Five Stars

How to Denormalize a JSON source

Hi,

 

I have a JSON source, with a lot of nested levels, and would have them flatted to denormalized rows.

Since tExtractJSONFields permits me just to loop on an array field, I have to use more than one tExtractJSONFields cascade, to loop on any nested array I have.

Any tExtractJSONFields then will extract some fields that I don't know how to temporary store, to re-join them together in denormalized rows.

 

 

From:

{"level1":[

  {"value1":111, "level2":[

      {"value2":222, "level3":[

           {"value3":"333-1"},

           {"value3":"333-2"}

        ]}

   ]}

]

 

To (2 records):

111|222|"333-1"

111|222|"333-2"

 

My only idea, and I don't like it, is to use tHashOutput in the middle of the tExtractJSONFields chain, between one and the next one, to fill 2 hash buffers (with "value1" and "value2") and make them available (by tHashInput) at the end of the chain, together with "value3" items.

 

Any better idea?

 

Regards,

Lorenzo

  • Data Integration
Tags (1)
7 REPLIES
Ten Stars

Re: How to Denormalize a JSON source

It sounds like you essentially have the right idea (using multiple tExtractJSONFields). To store your temporary data you can use tHashOutput components and read it back in with tHashInput components. Remember that you will need to also output a "key" field for your looped data so that you can join it back.

Rilhia Solutions
Five Stars

Re: How to Denormalize a JSON source

... and Key is the (big) problem, now.

 

I have no any key at any level of the JSON structure, and I don't know how to generate it in the way that will be available to all tHashOutput, along the tExtractJSONFields chain.

Any idea?

 

(it's a pity that there is no any Talend component that convert a JSON structure in a multi-dimensional Java Hash. I should use a tJava component and write the code to convert... :-( )

 

 

Ten Stars

Re: How to Denormalize a JSON source

Sorry, I didn't read your original post properly. But your key problem doesn't look too hard to solve. All you need is to pass a unique identifier to the looped rows. In your example above that could be the "value1" and "value2" fields for their respective loops. If they turn out to not be unique, you could actually use a sequence generated at the outer level and provided to the inner level. Both work and I use them all the time when working with the Open Source product.

 

With regard to your question as to why Talend do not provide a better mechanism, they do....with the Enterprise Edition. It is called Talend Data Mapper. But to be honest this provides its own issues in usage and documentation.

Rilhia Solutions
Five Stars

Re: How to Denormalize a JSON source

How to pass a generated sequence through tExtractJSONFields components? tExtractJSONFields does not permit to add any external field to the parsed result.
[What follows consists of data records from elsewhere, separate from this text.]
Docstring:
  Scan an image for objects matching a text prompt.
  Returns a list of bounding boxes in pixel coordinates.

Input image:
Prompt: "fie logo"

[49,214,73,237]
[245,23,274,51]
The sequence you mention has to be passed ahead through the chain, right? 

Ten Stars

Re: How to Denormalize a JSON source

If you add a tmap between the tExtractJSONFields components, you can manipulate your data that way. To pass a field "through" the tExtractJSONFields component, just supply the column in the schema for the tExtractJSONFields component, but do nothing with it in the component. The data you supply will be passed through untouched.

Rilhia Solutions
Five Stars

Re: How to Denormalize a JSON source

Oh, yes, I did not know that you can pass fields through the JSON component.

But... the tExtractJSONFields components run over nested loops, that mean the sequence should be generated in the most nested loop (to be available in the last tHashOutput component) and propagated back to the previous loops (for tHashOutput components purpose).

 

Consider three nested loops: the first loop with 2 items, the second one with 2 items, the third one with 3 items.

We have to generate 12 key values. Where and how generate them and propagate them depending on all loops state?

 

Thank you,

Lorenzo

Ten Stars

Re: How to Denormalize a JSON source

You can do this with the following (high level) structure....

 

tExtractJSONFields1 --> tMap --> tExtractJSONFields --> tMap --> tExtractJSONFields

 

As each row is released by the tExtractJSONFields into the tMap components, a sequence number can be generated and passed "through" the tExtractJSONFields component. These sequence numbers can then be used to identify related records.

 

3 nested loops will require 3 sequences. While this might generate lots of actual ids, you only need to worry about the 3 sequences. Provide a column for each (e.g. key1, key2, key3) and then you are just matching like you would in any other scenario.

Rilhia Solutions